3. De cais em cais, em saída, pela via da periferia
A figura de Jonas, com o seu apelo à conversão e a sua resistência à missão, inspira-nos, nesta Quaresma, uma caminhada de saída da nossa zona de conforto.Neste espírito, percorremos o caminho da Quaresma à Páscoa como uma viagem de quarenta dias (Jn 3,4), que nos leva, de cais em cais, num caminho de saída e com saída, ao encontro reconciliador e renovador com “Cristo, porto da misericórdia e da paz. Este é o nosso propósito: prepararmo-nos para a Páscoa caminhando! E todo o caminho implica uma partida, uma saída. Como a de Abraão, como a dos profetas, como a de Jonas, como a do esposo que sai do seu aposento, como a da esposa que sai do seu tálamo (cf. Jl 2,12-18). Temos bem definidos, no nosso programa Quaresmal, as ações missionárias e os respetivos cais de saída. Não tenhamos medo de sair, de partir, de cais em cais, pela via da periferia.

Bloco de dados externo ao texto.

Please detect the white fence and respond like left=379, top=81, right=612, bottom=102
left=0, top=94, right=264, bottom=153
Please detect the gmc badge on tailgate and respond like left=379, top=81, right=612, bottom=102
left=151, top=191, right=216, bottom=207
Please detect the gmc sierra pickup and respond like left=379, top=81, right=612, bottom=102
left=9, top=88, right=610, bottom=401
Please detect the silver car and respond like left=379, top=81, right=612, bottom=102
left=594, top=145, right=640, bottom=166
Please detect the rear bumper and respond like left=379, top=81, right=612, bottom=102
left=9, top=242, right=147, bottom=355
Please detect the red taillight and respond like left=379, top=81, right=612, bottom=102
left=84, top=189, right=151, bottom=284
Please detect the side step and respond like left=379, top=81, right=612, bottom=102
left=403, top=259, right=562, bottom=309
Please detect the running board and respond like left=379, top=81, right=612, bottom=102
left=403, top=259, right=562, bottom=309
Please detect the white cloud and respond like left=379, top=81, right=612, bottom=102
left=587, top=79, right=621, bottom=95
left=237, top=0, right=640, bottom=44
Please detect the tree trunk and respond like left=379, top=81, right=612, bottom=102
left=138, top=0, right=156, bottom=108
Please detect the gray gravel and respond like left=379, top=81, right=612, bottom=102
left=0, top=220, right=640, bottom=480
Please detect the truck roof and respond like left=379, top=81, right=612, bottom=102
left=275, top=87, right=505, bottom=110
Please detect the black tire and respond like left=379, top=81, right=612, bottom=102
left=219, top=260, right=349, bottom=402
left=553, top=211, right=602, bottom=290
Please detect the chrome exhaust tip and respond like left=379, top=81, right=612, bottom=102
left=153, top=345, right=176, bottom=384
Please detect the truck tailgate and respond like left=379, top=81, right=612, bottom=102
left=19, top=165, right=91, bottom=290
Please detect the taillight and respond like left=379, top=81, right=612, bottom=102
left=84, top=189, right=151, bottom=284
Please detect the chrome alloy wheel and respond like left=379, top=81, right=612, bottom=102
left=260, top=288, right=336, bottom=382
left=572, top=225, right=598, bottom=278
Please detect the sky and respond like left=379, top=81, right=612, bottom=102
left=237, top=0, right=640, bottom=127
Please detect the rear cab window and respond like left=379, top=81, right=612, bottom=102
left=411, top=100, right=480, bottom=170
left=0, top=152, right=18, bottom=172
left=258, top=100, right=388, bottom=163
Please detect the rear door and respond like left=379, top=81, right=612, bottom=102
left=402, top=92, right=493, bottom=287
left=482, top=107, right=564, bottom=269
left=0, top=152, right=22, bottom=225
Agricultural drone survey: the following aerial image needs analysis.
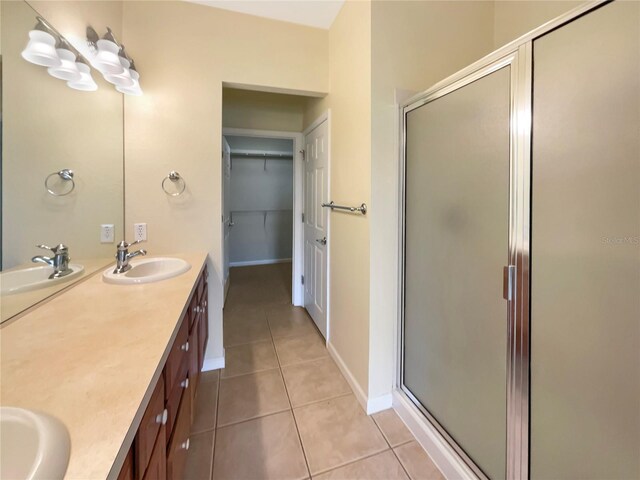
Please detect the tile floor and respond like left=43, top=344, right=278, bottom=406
left=184, top=264, right=443, bottom=480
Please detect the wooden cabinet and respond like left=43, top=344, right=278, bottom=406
left=118, top=267, right=209, bottom=480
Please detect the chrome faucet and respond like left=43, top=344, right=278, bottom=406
left=113, top=240, right=147, bottom=273
left=31, top=243, right=73, bottom=280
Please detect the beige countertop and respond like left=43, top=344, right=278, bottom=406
left=0, top=253, right=207, bottom=480
left=0, top=258, right=114, bottom=322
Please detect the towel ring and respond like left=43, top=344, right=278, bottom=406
left=44, top=168, right=76, bottom=197
left=162, top=170, right=187, bottom=197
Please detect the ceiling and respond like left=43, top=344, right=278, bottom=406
left=186, top=0, right=344, bottom=30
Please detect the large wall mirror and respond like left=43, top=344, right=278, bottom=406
left=0, top=1, right=124, bottom=322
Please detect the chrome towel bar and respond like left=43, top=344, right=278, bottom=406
left=322, top=201, right=367, bottom=215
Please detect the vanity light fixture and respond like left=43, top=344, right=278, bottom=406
left=22, top=17, right=62, bottom=67
left=67, top=59, right=98, bottom=92
left=87, top=26, right=142, bottom=96
left=47, top=39, right=82, bottom=82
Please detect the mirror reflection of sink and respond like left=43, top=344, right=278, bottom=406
left=102, top=257, right=191, bottom=285
left=0, top=407, right=71, bottom=480
left=0, top=263, right=84, bottom=295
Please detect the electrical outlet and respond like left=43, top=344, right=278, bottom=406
left=133, top=223, right=147, bottom=242
left=100, top=223, right=116, bottom=243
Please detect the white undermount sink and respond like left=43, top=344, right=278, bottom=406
left=0, top=407, right=71, bottom=480
left=0, top=263, right=84, bottom=295
left=102, top=257, right=191, bottom=285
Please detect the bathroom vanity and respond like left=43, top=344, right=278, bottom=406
left=0, top=253, right=208, bottom=479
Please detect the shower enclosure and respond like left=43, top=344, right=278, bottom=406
left=398, top=2, right=640, bottom=479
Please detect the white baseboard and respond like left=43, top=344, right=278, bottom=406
left=392, top=390, right=478, bottom=480
left=367, top=393, right=393, bottom=415
left=327, top=342, right=367, bottom=412
left=202, top=352, right=224, bottom=372
left=327, top=343, right=393, bottom=415
left=229, top=258, right=291, bottom=267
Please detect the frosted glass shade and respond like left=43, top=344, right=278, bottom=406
left=47, top=48, right=81, bottom=82
left=67, top=62, right=98, bottom=92
left=104, top=57, right=135, bottom=88
left=22, top=30, right=62, bottom=67
left=92, top=39, right=124, bottom=78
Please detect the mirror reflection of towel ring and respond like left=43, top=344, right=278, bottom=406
left=162, top=170, right=187, bottom=197
left=44, top=168, right=76, bottom=197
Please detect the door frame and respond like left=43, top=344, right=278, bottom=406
left=393, top=0, right=609, bottom=480
left=300, top=108, right=332, bottom=345
left=222, top=127, right=304, bottom=306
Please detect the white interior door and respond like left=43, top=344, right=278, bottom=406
left=222, top=137, right=232, bottom=298
left=304, top=120, right=329, bottom=338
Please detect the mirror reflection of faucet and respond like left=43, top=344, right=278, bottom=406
left=113, top=240, right=147, bottom=273
left=31, top=243, right=73, bottom=280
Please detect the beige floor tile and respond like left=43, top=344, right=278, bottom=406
left=181, top=430, right=215, bottom=480
left=223, top=309, right=271, bottom=347
left=198, top=370, right=220, bottom=383
left=373, top=408, right=415, bottom=447
left=393, top=441, right=444, bottom=480
left=218, top=369, right=290, bottom=427
left=220, top=341, right=278, bottom=378
left=191, top=381, right=218, bottom=434
left=294, top=395, right=388, bottom=475
left=267, top=305, right=316, bottom=338
left=282, top=357, right=351, bottom=407
left=274, top=332, right=329, bottom=367
left=191, top=381, right=218, bottom=434
left=213, top=412, right=309, bottom=480
left=313, top=450, right=409, bottom=480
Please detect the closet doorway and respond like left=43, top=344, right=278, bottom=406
left=222, top=128, right=304, bottom=305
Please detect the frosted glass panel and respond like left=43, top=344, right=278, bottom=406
left=404, top=67, right=510, bottom=479
left=531, top=2, right=640, bottom=480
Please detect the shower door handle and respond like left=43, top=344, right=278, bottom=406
left=502, top=265, right=516, bottom=301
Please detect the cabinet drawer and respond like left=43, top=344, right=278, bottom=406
left=133, top=376, right=167, bottom=478
left=167, top=376, right=191, bottom=480
left=167, top=349, right=188, bottom=443
left=143, top=425, right=167, bottom=480
left=118, top=447, right=134, bottom=480
left=164, top=315, right=189, bottom=399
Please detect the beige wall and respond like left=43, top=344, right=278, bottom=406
left=2, top=1, right=123, bottom=268
left=222, top=88, right=307, bottom=132
left=493, top=0, right=585, bottom=49
left=123, top=1, right=329, bottom=359
left=304, top=1, right=371, bottom=394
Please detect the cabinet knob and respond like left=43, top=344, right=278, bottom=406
left=156, top=408, right=169, bottom=425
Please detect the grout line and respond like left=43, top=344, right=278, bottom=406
left=267, top=300, right=311, bottom=478
left=293, top=392, right=356, bottom=410
left=371, top=408, right=415, bottom=478
left=209, top=371, right=222, bottom=480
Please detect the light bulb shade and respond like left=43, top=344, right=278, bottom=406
left=47, top=48, right=81, bottom=82
left=22, top=30, right=62, bottom=67
left=104, top=57, right=135, bottom=88
left=91, top=38, right=124, bottom=75
left=67, top=62, right=98, bottom=92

4. Por mares nunca dantes navegados
Por fim, permiti-me recordar outras vias de saída de nós mesmos, um novo caminho através do mar, ou porventura, por mares nunca dantes navegados:
4.1. a via da sobriedade, através do jejum e da abstinência. Jejuarquer dizer vencer a tentação de «devorar» tudo para “encher” e satisfazer a nossa voracidade. Só assim poderemos desenvolver em nós a temperança, a sobriedade, a simplicidade de vida e a capacidade de sofrer por amor.
4.2. a via da interioridade, com o silêncio acolhedora, a oração intensa, a escuta amorosa da Palavra de Deus. É preciso rezar bem, rezar mais, rezar melhor,para nos convencermos de que não vivemos à nossa própria custa, que precisamos do Senhor e da sua misericórdia, o que implica renunciar à tentação de nos tornarmos “deuses” de nós mesmos, deste mundo e dos outros.

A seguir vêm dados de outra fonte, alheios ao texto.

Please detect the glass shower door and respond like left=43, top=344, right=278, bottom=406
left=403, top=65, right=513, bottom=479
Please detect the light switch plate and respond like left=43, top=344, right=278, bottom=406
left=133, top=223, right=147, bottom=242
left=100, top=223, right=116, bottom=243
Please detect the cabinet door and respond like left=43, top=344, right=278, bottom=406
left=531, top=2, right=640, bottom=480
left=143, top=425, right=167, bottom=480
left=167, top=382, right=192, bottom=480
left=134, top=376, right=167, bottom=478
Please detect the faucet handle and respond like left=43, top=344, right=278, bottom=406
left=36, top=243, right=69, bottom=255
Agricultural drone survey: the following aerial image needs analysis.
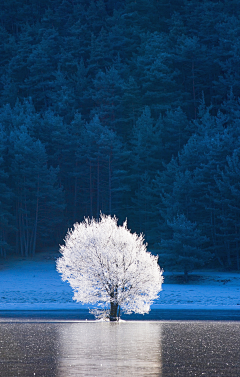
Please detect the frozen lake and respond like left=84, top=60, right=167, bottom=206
left=0, top=319, right=240, bottom=377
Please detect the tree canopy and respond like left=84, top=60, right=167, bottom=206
left=57, top=215, right=163, bottom=320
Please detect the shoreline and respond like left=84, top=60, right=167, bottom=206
left=0, top=308, right=240, bottom=323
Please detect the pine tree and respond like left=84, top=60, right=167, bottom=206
left=10, top=126, right=64, bottom=256
left=160, top=214, right=212, bottom=282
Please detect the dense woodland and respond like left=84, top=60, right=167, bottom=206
left=0, top=0, right=240, bottom=272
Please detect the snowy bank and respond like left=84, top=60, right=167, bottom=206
left=0, top=254, right=240, bottom=310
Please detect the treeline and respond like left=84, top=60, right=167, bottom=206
left=0, top=0, right=240, bottom=273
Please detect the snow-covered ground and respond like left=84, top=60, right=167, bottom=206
left=0, top=254, right=240, bottom=310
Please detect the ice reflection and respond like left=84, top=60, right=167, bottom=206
left=0, top=321, right=240, bottom=377
left=57, top=322, right=161, bottom=377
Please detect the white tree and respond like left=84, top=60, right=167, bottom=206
left=57, top=215, right=163, bottom=321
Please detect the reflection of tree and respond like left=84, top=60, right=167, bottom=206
left=57, top=322, right=162, bottom=377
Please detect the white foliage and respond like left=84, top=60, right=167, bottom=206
left=57, top=215, right=163, bottom=314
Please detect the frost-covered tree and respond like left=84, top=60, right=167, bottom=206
left=57, top=214, right=163, bottom=321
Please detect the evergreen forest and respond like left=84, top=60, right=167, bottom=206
left=0, top=0, right=240, bottom=274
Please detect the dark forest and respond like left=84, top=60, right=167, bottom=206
left=0, top=0, right=240, bottom=272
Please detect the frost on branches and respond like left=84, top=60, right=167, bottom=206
left=57, top=215, right=163, bottom=321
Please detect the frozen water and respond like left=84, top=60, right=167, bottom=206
left=0, top=321, right=240, bottom=377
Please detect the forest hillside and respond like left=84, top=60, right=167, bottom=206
left=0, top=0, right=240, bottom=274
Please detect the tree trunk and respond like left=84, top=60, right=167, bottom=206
left=110, top=302, right=119, bottom=322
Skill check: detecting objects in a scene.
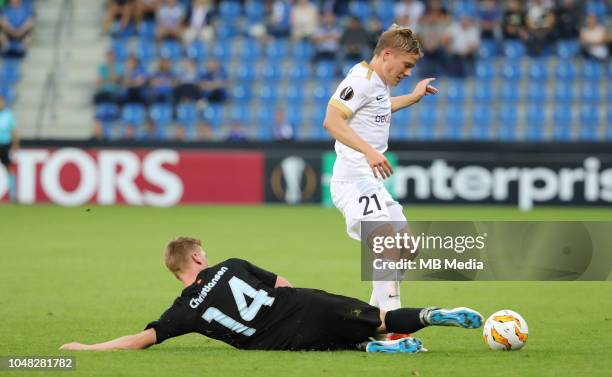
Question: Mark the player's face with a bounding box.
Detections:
[383,50,419,86]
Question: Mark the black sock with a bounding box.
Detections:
[385,308,427,334]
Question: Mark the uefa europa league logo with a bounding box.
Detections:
[281,156,306,204]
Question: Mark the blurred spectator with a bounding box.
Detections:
[103,0,134,33]
[340,17,370,62]
[122,55,147,104]
[272,107,295,140]
[368,17,384,50]
[320,0,349,17]
[0,0,34,58]
[137,117,159,141]
[555,0,584,39]
[184,0,216,43]
[312,12,342,61]
[134,0,160,23]
[527,0,555,56]
[478,0,502,40]
[227,120,247,141]
[94,51,123,104]
[266,0,291,38]
[174,59,202,102]
[291,0,319,41]
[155,0,185,40]
[502,0,529,41]
[196,120,214,141]
[200,59,227,103]
[149,59,176,103]
[418,0,450,77]
[448,15,480,77]
[580,14,609,60]
[393,0,425,31]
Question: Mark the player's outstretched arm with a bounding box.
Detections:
[391,78,438,113]
[323,106,393,178]
[60,329,156,351]
[274,275,293,288]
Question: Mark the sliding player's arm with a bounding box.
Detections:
[60,329,156,351]
[391,78,438,113]
[323,104,393,178]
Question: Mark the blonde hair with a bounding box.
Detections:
[164,237,202,274]
[374,24,423,56]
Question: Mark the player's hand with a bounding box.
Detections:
[365,149,393,179]
[60,342,88,351]
[412,77,438,99]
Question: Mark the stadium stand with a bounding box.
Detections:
[0,0,612,141]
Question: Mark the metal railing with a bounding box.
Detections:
[36,0,74,138]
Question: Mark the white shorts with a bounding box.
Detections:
[330,179,406,241]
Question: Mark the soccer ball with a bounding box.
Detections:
[482,309,529,351]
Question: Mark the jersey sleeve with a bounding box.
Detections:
[230,258,276,288]
[328,77,371,118]
[145,299,194,344]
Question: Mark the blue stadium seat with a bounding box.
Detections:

4.3. a via da fraternidade, mediante a partilha generosa e solidária, que fazemos no contributo penitencial ou através da renúncia Quaresmal, em resultado de um estilo de vida mais sóbrio, mais pobre, traduzido em alguma poupança, que se coloca ao serviço dos mais pobres. Esta é a forma de ultrapassar a insensatez de quem vive e acumula tudo para si, com a ilusão de assegurar um futuro que só a Deus pertence.
4.4. A via do perdão, sobretudo através do Sacramento da Reconciliação. Aproveitemos esta segunda tábua de salvação, que nos é oferecida depois do Batismo, para podermos participar plenamente no banquete pascal da Eucaristia.
5. Entremos no cais de embarque
Queridos irmãos e irmãs: quem dera que estes 40 dias nos façam chegar a bom porto. Quem dera que não passássemos em vão estes 40 dias de conversão. Lembremo-nos todos da séria advertência de Jesus, que recai agora sobre nós: “No dia do juízo, os habitantes de Nínive hão de levantar-se contra esta geração, para a condenar, porque fizeram penitência, quando ouviram a pregação de Jonas. Ora aqui está quem é mais do que Jonas” (Mt 12,41). Ora aí está o Senhor, a dar-nos a oportunidade da nossa vida. “Este é o tempo favorável. Este é o dia da salvação” (2 Cor 6,2)! São quarenta dias para chegarmos a bom porto: Cristo, porto da misericórdia e da Paz! Entremos, com Ele, no cais de embarque!